I agree. Bugs 5409 and 8757 are demonstrably common in already debugged C/C++ code. Bug 5212 is a trap.


Now this issue is fixed:
http://d.puremagic.com/issues/show_bug.cgi?id=6883

So this code:

// program#1
void main() {
    int[5] x;
    x[x.length] = 1;
    x[$] = 1;
    enum size_t n = 2;
    x[x.length + n] = 2;
    x[$ + n] = 2;
}


Generates the errors:
test.d(3): Error: array index 5 is out of bounds x[0 .. 5]
test.d(4): Error: array index 5 is out of bounds x[0 .. 5]
test.d(6): Error: array index 7 is out of bounds x[0 .. 5]
test.d(7): Error: array index 7 is out of bounds x[0 .. 5]


If I keep the same code but I replace x with a dynamic array no compile-time errors are generated:

// program#2
void main() {
    auto x = new int[5];
    x[x.length] = 1;
    x[$] = 1;
    enum size_t n = 2;
    x[x.length + n] = 2;
    x[$ + n] = 2;
}


program#1 code that uses fixed-sized arrays is flagged as wrong at compile time. program#2 is equally wrong, why isn't it good to give the same compilation errors for all or part of those four cases in program#2? Do they need lot of special casing?

Bye,
bearophile
December 14, 2012
On 2012-12-13 22:26, Walter Bright wrote:

> CTFE would catch it.

Didn't you just say that flow analysis is needed for that?

-- 
/Jacob Carlborg
December 14, 2012
On Friday, December 14, 2012 08:34:44 Jacob Carlborg wrote:
> On 2012-12-13 22:26, Walter Bright wrote:
> > CTFE would catch it.
> 
> Didn't you just say that flow analysis is needed for that?

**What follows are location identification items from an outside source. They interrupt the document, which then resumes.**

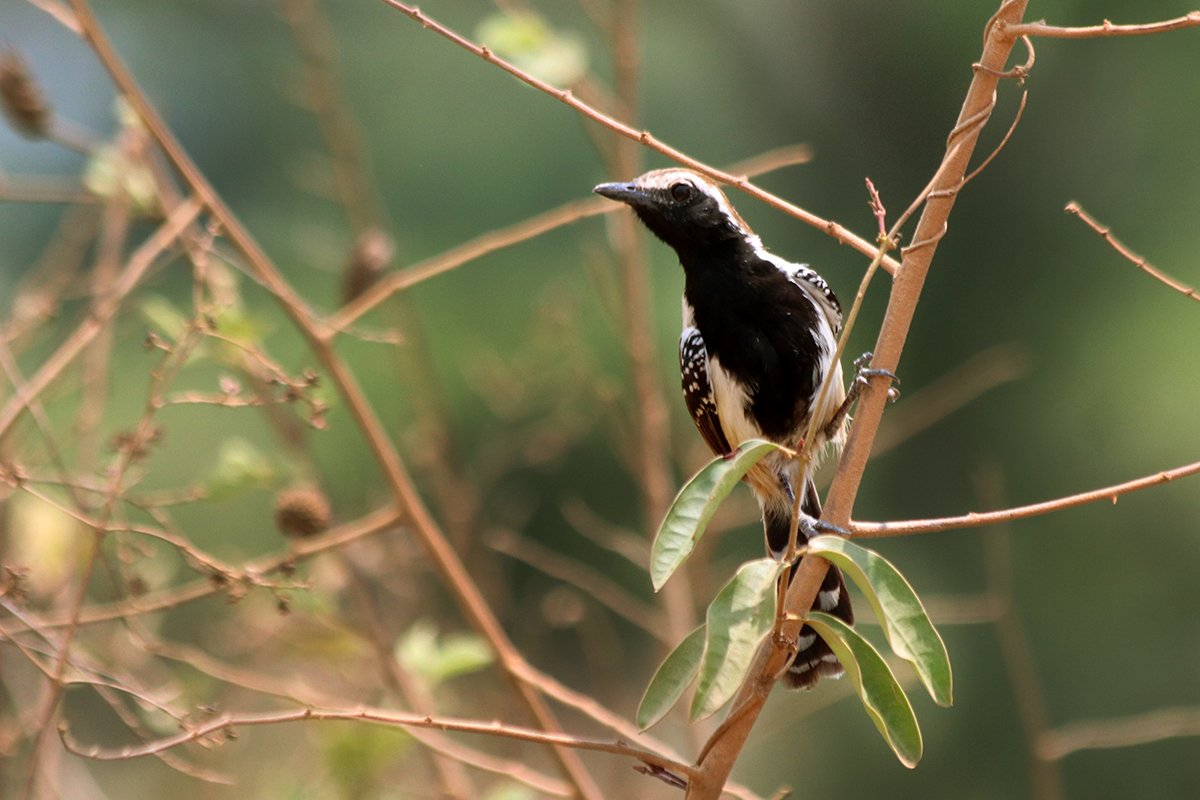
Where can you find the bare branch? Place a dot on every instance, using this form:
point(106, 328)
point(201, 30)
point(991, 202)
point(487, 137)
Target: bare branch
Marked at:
point(645, 137)
point(1105, 233)
point(223, 723)
point(977, 519)
point(1102, 30)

No. You'd get a RangeError in CTFE just like you'd get at runtime. It's just that the function is being run at compile time instead of runtime. What would require flow analysis would be to statically determine that there was an indexing problem. It's the difference between examining the code to determine whether it has a problem and running it to see if it has a problem.

- Jonathan M Davis
December 14, 2012
On 12/13/2012 11:34 PM, Jacob Carlborg wrote:
> On 2012-12-13 22:26, Walter Bright wrote:
>
>> CTFE would catch it.
>
> Didn't you just say that flow analysis is needed for that?
>

CTFE executes at compile time, no flow analysis is needed for that. DFA is something very different - it "executes" all paths simultaneously.